Hahah you expect package maintainers to do that from what results from a "make" 
in gnunet.git? Are we living on the same planet?

> 
> Furthermore, I expect that there will be distributions that do not break
> it up so much, maybe even to the point of shipping one big monolith
> which drags in 1 GB of dependencies. But that's the *distributions*
> choice, how many packages they want, what audience they target (our
> users have huge disks and do not want 100000+ packages vs. our
> distribution targets embedded systems and we try to atomize vs. our
> distribution separates resource files that are architecture-independent
> into a -noarch dependency) --- there are so many trade-offs here, I
> would not even want to be involved in that discussion.
> 
> And yes, IMO in extreme cases some distribution might ship every app as
> a Docker image (openoffice-docker, gnome-docker, firefox-docker,
> emacs-docker, reclaim-docker).  IIRC QubesOS is going in that direction ;-)

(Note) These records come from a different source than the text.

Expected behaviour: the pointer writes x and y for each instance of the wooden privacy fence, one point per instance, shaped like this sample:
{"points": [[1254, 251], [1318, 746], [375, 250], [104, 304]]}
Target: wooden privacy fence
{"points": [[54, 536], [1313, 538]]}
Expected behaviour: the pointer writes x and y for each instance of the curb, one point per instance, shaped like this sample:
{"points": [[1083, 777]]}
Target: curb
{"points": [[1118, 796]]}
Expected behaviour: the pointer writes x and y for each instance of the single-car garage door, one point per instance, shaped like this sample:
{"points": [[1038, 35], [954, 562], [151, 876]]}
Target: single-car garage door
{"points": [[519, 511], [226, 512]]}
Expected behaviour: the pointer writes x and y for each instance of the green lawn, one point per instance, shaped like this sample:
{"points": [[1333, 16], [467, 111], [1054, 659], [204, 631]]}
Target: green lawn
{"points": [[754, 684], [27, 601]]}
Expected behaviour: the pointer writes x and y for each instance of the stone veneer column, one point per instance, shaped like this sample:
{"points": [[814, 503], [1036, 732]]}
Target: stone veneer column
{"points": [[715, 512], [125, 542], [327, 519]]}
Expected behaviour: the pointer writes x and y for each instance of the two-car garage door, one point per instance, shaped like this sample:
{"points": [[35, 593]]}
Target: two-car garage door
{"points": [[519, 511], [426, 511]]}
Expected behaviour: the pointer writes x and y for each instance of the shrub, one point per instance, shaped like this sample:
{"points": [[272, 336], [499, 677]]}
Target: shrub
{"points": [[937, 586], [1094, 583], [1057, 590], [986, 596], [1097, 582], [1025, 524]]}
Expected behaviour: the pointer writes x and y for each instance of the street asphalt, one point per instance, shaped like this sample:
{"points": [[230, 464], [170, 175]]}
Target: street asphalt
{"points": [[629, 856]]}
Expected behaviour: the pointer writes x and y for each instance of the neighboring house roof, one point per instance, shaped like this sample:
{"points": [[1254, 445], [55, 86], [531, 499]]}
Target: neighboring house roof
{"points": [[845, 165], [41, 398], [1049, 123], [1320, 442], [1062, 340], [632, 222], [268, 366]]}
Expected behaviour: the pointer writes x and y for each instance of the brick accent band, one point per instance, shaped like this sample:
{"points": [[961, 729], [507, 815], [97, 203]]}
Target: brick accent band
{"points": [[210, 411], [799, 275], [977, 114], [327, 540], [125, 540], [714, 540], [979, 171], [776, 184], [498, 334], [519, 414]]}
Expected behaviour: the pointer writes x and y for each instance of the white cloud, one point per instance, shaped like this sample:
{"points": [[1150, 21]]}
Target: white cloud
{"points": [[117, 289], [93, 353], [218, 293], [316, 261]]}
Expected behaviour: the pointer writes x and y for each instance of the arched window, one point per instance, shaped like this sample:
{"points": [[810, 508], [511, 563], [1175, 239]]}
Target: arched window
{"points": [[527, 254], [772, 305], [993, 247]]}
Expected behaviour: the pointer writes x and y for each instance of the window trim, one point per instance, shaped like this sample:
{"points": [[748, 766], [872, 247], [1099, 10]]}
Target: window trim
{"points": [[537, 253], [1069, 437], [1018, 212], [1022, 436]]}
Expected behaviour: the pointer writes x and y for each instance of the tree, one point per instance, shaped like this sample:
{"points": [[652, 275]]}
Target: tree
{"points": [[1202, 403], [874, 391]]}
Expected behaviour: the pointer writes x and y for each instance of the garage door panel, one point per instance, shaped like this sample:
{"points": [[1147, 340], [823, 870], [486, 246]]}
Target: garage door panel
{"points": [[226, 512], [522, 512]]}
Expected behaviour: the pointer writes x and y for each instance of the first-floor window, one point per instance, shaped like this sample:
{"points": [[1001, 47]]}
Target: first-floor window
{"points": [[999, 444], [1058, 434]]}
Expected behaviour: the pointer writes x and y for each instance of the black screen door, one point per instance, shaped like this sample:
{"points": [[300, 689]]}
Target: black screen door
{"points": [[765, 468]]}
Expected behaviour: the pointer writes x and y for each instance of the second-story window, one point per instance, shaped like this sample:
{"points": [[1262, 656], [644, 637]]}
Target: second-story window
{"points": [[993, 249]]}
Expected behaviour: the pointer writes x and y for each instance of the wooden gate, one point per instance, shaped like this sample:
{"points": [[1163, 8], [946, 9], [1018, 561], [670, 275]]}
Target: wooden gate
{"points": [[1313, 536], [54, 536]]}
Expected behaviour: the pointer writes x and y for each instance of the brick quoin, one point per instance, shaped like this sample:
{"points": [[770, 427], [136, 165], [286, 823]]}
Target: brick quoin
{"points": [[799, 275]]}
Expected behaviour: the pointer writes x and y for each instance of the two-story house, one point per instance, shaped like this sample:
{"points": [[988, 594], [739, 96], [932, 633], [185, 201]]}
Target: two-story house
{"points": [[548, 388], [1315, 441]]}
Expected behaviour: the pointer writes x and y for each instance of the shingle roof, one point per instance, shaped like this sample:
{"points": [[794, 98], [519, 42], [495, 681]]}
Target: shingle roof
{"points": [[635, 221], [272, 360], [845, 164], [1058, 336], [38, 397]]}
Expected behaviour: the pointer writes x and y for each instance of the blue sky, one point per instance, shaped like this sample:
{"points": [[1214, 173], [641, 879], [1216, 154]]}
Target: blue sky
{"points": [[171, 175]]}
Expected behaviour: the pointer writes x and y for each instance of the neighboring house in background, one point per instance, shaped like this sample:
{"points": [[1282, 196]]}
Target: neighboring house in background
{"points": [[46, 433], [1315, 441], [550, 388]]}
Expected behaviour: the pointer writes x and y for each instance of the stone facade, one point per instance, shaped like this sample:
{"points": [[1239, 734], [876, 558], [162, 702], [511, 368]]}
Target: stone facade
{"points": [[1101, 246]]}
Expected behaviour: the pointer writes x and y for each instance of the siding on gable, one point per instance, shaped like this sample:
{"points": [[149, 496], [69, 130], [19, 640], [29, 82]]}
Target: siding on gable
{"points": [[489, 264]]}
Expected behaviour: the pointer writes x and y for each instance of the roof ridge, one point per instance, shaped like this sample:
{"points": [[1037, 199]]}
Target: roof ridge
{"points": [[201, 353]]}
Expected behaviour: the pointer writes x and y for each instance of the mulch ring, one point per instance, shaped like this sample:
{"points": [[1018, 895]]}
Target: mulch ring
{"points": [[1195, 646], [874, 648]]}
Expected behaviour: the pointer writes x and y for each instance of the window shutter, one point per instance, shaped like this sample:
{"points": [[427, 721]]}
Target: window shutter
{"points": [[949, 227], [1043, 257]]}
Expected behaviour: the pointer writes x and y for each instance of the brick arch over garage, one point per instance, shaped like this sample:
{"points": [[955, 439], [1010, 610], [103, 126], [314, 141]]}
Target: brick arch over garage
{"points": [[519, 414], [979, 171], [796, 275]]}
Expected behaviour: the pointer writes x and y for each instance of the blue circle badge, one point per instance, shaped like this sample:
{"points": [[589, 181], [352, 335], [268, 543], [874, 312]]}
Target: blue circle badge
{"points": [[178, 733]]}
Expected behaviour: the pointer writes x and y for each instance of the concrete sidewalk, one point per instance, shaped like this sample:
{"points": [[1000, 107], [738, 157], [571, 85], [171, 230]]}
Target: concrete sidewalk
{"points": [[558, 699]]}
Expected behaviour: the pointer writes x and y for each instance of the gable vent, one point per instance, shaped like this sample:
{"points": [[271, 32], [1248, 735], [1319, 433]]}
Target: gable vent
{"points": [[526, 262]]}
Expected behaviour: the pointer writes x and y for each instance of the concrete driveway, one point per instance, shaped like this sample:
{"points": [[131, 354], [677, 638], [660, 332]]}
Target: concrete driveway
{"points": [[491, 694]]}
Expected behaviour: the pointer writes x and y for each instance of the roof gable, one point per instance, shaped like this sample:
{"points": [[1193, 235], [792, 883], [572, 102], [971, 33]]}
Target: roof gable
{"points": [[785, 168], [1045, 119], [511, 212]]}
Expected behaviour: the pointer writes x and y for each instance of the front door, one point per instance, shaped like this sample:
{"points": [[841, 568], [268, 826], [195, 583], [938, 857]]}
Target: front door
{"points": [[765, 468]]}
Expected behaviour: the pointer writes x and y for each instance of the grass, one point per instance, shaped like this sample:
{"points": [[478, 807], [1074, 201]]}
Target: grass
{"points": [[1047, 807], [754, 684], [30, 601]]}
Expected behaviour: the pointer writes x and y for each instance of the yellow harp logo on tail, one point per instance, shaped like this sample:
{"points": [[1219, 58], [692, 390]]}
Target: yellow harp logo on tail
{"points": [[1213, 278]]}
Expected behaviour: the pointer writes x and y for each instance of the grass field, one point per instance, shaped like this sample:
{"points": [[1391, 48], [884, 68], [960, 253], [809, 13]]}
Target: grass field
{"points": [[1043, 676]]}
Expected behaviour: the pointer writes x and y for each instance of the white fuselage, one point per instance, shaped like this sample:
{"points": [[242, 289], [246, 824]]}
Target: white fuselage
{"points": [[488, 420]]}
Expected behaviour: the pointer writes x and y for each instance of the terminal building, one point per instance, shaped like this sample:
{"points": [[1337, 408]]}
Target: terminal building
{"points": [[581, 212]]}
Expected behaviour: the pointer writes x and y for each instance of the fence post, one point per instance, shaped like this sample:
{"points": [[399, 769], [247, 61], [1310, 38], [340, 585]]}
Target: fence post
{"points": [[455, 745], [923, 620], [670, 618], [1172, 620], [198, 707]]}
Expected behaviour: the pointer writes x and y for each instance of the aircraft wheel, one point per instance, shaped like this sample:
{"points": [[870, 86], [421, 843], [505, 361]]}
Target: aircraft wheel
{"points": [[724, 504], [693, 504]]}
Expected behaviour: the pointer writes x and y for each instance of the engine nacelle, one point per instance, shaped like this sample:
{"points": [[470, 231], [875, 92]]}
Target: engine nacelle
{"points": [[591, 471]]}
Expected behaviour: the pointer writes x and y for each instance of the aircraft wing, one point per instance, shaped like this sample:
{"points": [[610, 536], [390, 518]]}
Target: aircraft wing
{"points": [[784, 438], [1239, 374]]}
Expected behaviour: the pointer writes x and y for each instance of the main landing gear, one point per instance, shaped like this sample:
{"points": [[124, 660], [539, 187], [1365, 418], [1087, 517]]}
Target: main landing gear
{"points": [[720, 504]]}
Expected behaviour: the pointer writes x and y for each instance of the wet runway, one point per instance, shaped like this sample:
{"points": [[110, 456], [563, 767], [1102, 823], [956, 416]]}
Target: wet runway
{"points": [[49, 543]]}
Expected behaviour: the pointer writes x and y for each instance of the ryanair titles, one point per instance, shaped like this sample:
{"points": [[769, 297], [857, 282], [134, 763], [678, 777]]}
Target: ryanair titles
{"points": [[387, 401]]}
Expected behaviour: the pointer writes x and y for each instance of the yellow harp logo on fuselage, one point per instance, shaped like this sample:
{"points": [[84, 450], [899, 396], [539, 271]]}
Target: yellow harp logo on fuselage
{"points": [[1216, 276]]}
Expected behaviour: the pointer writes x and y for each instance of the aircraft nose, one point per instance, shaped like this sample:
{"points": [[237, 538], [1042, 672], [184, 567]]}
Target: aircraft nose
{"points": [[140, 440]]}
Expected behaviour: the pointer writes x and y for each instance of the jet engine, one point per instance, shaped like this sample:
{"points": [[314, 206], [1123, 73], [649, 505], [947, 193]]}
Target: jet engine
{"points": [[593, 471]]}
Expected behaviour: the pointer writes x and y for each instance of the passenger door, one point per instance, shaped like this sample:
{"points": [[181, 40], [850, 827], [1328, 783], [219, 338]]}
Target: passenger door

No. I do not think any maintainer would agree. You do not give the maintainer 
this monster and say "there you go, have fun breaking it down if you need to".
You provide proper, functionally separated units to package. Ideally source 
separated for automated builds.
(see ng0's comments)


> 
>> If yes, then how would the build look like? Do they have to "fully" build 
>> gnunet 3 times and cherry pick binaries? Do they have separate the build by 
>> hand because we build everything or nothing?
> 
> It *should* suffice to build "everything" once, and then cherry pick
> binaries and/or resource files, simply because we have linked things
> _properly_ and use plugins where appropriate, so you can separate
> binaries related to sqlite from those related to postgres easily, while
> building both at the same time. The same holds for virtually everything
> else, including internal dependencies. So yes, distributors should just
> turn on everything, build everything once, but then have to cherry pick
> binaries by hand. But while we can provide guidance on the cherry
> picking, I don't think we can do away with it at the exact grouping
> depends on the distro's philosophy.


See above. This is "F** Magic", not "Actual Machine" thinking; 
https://fritzfreiheit.com/wiki/AM/FM
There are only two ways this ends:

1. gentoo-like source-based distros: provide installation-time flags (for which 
gnunet is actually ok to install then)
2. DEB-like distros that will provide "gnunet" packages that pull: Gtk+ (if we 
include it in gnunet.git), postgres, mysql, sqlite, libgabe, ... (you get it)

The reason why (2) will happen is because people don't have time for this shit. 
Some goes for 1, btw. It is just coincidentally a good approach.